J.A. Charial : On ne peut pas imaginer ce métier en reproduisant année après année, le même plat. On se fixe des cadres, par exemple pour moi c'est le changement de saison. Je dois pouvoir proposer une nouvelle création à chaque saison, donc en plus des délais, cela me donne une thématique.

Assisterons-nous, un jour, à la démocratisation de l'art culinaire ?

J.A. Charial : La grande cuisine est la mise en valeur des produits. La cuisine est faite sur mesure : tout se fait à la minute et nécessite donc beaucoup de petites mains. C'est comme la haute couture, c'est très difficile de faire ce type de cuisine « bon marché ».

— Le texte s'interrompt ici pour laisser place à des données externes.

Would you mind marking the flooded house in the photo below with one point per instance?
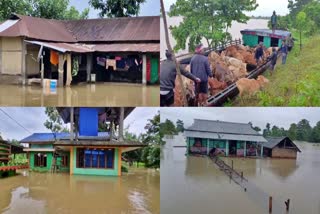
(280, 147)
(70, 52)
(85, 150)
(226, 138)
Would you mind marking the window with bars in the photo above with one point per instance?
(40, 160)
(95, 158)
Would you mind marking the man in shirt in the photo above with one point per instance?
(199, 67)
(168, 75)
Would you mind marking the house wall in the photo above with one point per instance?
(88, 171)
(11, 55)
(49, 161)
(31, 60)
(284, 153)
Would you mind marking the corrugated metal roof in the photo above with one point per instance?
(129, 47)
(100, 143)
(274, 141)
(222, 127)
(131, 29)
(211, 135)
(49, 137)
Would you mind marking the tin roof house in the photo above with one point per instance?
(113, 50)
(226, 138)
(84, 150)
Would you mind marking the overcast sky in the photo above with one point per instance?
(266, 7)
(281, 117)
(33, 118)
(149, 8)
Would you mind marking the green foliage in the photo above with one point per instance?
(297, 131)
(117, 8)
(207, 19)
(49, 9)
(168, 128)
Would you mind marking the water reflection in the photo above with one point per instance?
(100, 94)
(195, 185)
(136, 192)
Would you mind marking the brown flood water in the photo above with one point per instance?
(196, 185)
(99, 94)
(135, 192)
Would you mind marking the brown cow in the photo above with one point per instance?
(251, 86)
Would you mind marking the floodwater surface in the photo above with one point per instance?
(135, 192)
(196, 185)
(86, 95)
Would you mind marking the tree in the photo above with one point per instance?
(117, 8)
(207, 19)
(168, 128)
(54, 121)
(301, 22)
(154, 139)
(179, 126)
(49, 9)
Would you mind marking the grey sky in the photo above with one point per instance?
(149, 8)
(281, 117)
(266, 7)
(33, 118)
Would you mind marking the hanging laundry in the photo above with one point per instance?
(101, 61)
(75, 66)
(54, 57)
(111, 63)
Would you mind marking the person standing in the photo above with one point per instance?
(284, 52)
(273, 57)
(259, 53)
(168, 75)
(274, 21)
(199, 67)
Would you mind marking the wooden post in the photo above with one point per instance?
(173, 55)
(270, 204)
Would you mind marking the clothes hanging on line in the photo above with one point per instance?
(54, 58)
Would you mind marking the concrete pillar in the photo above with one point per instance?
(60, 69)
(144, 69)
(245, 149)
(23, 62)
(69, 67)
(121, 118)
(89, 66)
(227, 148)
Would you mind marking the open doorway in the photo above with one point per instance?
(274, 42)
(233, 147)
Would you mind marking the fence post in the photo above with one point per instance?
(270, 204)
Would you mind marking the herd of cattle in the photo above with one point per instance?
(229, 66)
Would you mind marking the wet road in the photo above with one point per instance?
(136, 192)
(86, 95)
(196, 185)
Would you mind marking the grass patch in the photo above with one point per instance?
(293, 84)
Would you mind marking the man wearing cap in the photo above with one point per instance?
(199, 67)
(168, 75)
(259, 53)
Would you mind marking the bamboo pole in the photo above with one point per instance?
(173, 55)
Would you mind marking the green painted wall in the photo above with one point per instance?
(49, 161)
(86, 171)
(250, 40)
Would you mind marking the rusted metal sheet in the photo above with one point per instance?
(116, 29)
(90, 30)
(65, 47)
(138, 47)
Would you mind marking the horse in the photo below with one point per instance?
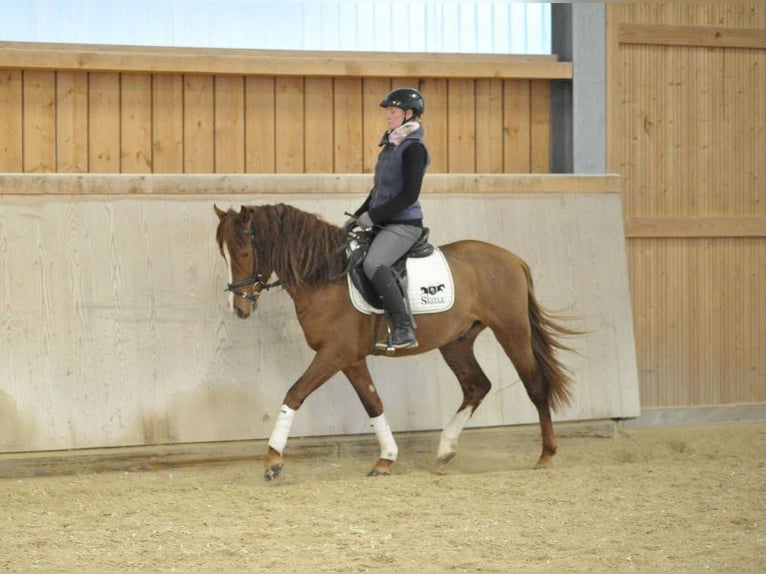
(493, 287)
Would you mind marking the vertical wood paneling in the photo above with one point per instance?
(229, 124)
(136, 123)
(319, 133)
(104, 123)
(516, 123)
(489, 126)
(373, 125)
(167, 123)
(436, 122)
(39, 117)
(11, 142)
(260, 125)
(347, 98)
(690, 143)
(199, 121)
(288, 112)
(461, 105)
(171, 123)
(72, 122)
(540, 126)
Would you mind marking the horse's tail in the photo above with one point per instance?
(547, 331)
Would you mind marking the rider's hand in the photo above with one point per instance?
(364, 221)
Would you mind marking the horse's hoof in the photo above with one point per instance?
(375, 472)
(445, 459)
(543, 463)
(272, 472)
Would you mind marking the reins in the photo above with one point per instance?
(256, 279)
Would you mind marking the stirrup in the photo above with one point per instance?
(390, 347)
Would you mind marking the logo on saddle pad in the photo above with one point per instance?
(429, 286)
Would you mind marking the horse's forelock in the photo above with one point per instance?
(301, 247)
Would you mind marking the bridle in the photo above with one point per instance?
(256, 279)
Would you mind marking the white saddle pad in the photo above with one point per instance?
(429, 286)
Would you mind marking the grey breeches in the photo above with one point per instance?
(391, 242)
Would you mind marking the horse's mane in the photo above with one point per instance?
(301, 247)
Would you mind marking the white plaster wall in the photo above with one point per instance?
(115, 330)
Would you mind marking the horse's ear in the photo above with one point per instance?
(245, 213)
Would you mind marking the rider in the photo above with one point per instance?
(393, 208)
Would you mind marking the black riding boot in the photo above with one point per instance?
(402, 333)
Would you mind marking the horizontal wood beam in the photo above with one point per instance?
(699, 36)
(678, 227)
(253, 184)
(101, 58)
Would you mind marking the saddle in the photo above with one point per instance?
(432, 290)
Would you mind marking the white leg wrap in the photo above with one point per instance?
(450, 434)
(388, 448)
(278, 438)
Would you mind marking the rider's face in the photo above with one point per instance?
(394, 117)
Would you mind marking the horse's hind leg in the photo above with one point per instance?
(359, 376)
(475, 384)
(517, 344)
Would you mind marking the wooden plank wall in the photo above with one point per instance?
(99, 109)
(687, 130)
(115, 327)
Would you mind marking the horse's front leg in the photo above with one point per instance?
(324, 365)
(359, 376)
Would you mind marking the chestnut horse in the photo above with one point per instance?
(493, 290)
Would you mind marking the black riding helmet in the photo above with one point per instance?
(406, 99)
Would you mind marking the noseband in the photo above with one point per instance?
(256, 279)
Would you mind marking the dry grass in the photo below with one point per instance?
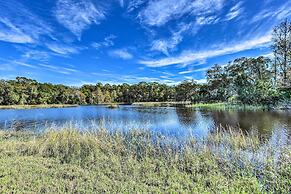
(68, 161)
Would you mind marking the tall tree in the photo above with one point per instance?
(282, 48)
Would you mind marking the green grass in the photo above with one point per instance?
(158, 104)
(68, 161)
(227, 106)
(37, 106)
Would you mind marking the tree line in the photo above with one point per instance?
(257, 80)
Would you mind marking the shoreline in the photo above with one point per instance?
(213, 106)
(120, 162)
(16, 107)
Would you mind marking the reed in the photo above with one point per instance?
(138, 161)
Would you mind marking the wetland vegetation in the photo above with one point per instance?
(141, 162)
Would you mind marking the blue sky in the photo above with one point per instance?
(77, 42)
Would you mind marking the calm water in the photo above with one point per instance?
(172, 121)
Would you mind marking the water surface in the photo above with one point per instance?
(180, 122)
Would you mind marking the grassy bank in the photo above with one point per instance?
(158, 104)
(135, 162)
(226, 106)
(37, 106)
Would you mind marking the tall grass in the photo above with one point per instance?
(228, 106)
(139, 161)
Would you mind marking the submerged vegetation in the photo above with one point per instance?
(249, 81)
(139, 161)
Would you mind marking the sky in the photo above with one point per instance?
(76, 42)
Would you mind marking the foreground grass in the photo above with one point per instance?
(227, 106)
(161, 104)
(138, 162)
(37, 106)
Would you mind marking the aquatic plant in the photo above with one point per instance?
(138, 161)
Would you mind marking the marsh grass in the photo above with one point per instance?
(228, 106)
(37, 106)
(139, 161)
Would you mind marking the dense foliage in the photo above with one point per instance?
(132, 162)
(245, 80)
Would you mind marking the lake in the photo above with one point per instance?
(171, 121)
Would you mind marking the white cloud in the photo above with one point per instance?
(279, 13)
(108, 41)
(203, 20)
(77, 15)
(185, 72)
(56, 69)
(62, 49)
(20, 25)
(164, 45)
(11, 33)
(134, 4)
(235, 11)
(192, 56)
(158, 13)
(121, 53)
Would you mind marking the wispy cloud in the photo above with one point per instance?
(77, 15)
(62, 48)
(185, 72)
(134, 4)
(164, 45)
(192, 56)
(174, 9)
(278, 13)
(56, 69)
(108, 41)
(235, 11)
(121, 53)
(19, 25)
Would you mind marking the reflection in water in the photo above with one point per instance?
(179, 122)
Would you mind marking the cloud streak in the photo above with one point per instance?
(174, 9)
(121, 53)
(78, 15)
(192, 56)
(19, 25)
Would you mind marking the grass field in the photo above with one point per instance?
(138, 162)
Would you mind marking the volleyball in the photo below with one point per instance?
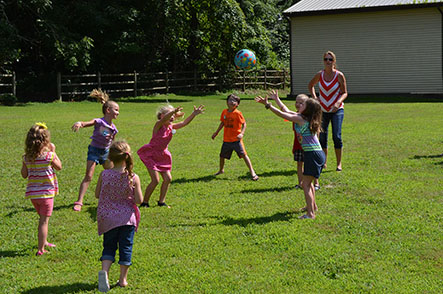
(245, 59)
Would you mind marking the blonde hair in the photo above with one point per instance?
(166, 109)
(121, 151)
(103, 98)
(37, 139)
(334, 65)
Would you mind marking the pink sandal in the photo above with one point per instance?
(77, 208)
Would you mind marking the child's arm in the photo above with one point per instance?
(274, 96)
(82, 124)
(294, 117)
(138, 195)
(197, 111)
(220, 126)
(24, 170)
(98, 188)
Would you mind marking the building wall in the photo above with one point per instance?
(395, 51)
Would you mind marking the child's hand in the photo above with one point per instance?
(198, 110)
(77, 126)
(273, 95)
(261, 100)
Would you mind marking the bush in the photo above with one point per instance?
(8, 99)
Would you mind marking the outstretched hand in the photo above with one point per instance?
(200, 109)
(261, 100)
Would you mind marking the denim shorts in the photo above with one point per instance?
(314, 162)
(228, 147)
(121, 238)
(98, 155)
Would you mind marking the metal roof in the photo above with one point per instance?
(330, 6)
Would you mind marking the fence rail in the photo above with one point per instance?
(8, 84)
(134, 84)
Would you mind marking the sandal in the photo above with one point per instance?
(163, 204)
(77, 208)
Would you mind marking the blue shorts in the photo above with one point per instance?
(314, 162)
(98, 155)
(228, 147)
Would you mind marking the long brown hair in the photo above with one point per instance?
(313, 114)
(120, 151)
(103, 98)
(37, 139)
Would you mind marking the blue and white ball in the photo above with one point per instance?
(245, 59)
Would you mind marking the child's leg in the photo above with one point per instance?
(90, 168)
(167, 178)
(151, 187)
(309, 191)
(43, 224)
(249, 165)
(222, 166)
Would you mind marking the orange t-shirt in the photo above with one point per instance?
(232, 122)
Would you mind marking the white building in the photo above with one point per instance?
(382, 47)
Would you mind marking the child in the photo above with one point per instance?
(104, 133)
(38, 166)
(118, 191)
(297, 150)
(307, 125)
(234, 129)
(156, 156)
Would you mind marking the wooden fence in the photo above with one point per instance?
(8, 84)
(135, 84)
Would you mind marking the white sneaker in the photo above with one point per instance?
(103, 283)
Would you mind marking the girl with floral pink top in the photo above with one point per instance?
(118, 191)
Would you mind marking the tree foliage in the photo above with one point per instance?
(41, 37)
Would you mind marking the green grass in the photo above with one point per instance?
(378, 230)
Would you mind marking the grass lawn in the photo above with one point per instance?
(378, 229)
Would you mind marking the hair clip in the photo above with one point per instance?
(43, 125)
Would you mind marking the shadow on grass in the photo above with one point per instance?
(68, 288)
(10, 253)
(278, 217)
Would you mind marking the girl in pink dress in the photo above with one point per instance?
(156, 155)
(118, 191)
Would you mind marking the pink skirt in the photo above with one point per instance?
(158, 160)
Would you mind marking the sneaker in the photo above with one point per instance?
(103, 283)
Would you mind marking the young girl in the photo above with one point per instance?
(38, 166)
(307, 126)
(118, 191)
(104, 133)
(297, 149)
(156, 155)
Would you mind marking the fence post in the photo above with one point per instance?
(167, 82)
(14, 87)
(99, 80)
(135, 83)
(59, 86)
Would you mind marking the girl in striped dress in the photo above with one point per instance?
(39, 163)
(307, 125)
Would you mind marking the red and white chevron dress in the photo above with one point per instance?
(329, 92)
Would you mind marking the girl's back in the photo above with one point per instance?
(116, 204)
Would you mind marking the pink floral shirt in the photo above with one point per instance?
(116, 203)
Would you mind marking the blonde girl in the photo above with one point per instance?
(39, 163)
(102, 137)
(118, 191)
(307, 125)
(156, 156)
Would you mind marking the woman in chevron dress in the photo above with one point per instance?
(332, 92)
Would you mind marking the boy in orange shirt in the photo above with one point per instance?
(234, 129)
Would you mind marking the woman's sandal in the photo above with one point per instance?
(77, 208)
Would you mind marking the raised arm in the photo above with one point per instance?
(197, 111)
(82, 124)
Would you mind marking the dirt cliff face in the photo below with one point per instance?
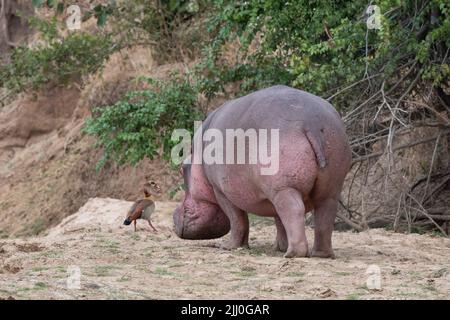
(13, 23)
(47, 166)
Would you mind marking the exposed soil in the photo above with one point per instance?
(116, 263)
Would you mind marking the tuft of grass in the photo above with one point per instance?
(40, 286)
(124, 278)
(353, 296)
(163, 272)
(296, 274)
(103, 271)
(246, 271)
(33, 229)
(108, 245)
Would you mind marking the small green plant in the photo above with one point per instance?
(163, 271)
(34, 228)
(141, 124)
(40, 286)
(103, 271)
(246, 271)
(57, 61)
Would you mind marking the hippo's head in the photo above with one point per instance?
(196, 219)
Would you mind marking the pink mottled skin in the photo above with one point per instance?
(314, 160)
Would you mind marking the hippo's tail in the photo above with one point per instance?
(316, 139)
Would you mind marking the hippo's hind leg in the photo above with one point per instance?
(239, 224)
(281, 243)
(324, 216)
(291, 210)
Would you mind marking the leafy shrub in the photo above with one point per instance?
(139, 124)
(324, 46)
(56, 62)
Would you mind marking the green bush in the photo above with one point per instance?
(142, 122)
(324, 46)
(57, 62)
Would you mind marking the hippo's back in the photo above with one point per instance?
(314, 154)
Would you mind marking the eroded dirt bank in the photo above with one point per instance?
(116, 263)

O. Poussier : Pour les vins, c'est plus évident. Ce n'est pas forcément les vins les plus chers qui sont les meilleurs. Il faut surtout choisir des vins de haute définition et connaître certains accords mets et vins. Ainsi un des plus fabuleux accord qui ait été « inventé » ces dernières années est l'alliance d'un grand caviar avec n'importe quel muscadet. C'est dans le contraste que l'on va trouver l'accord intéressant.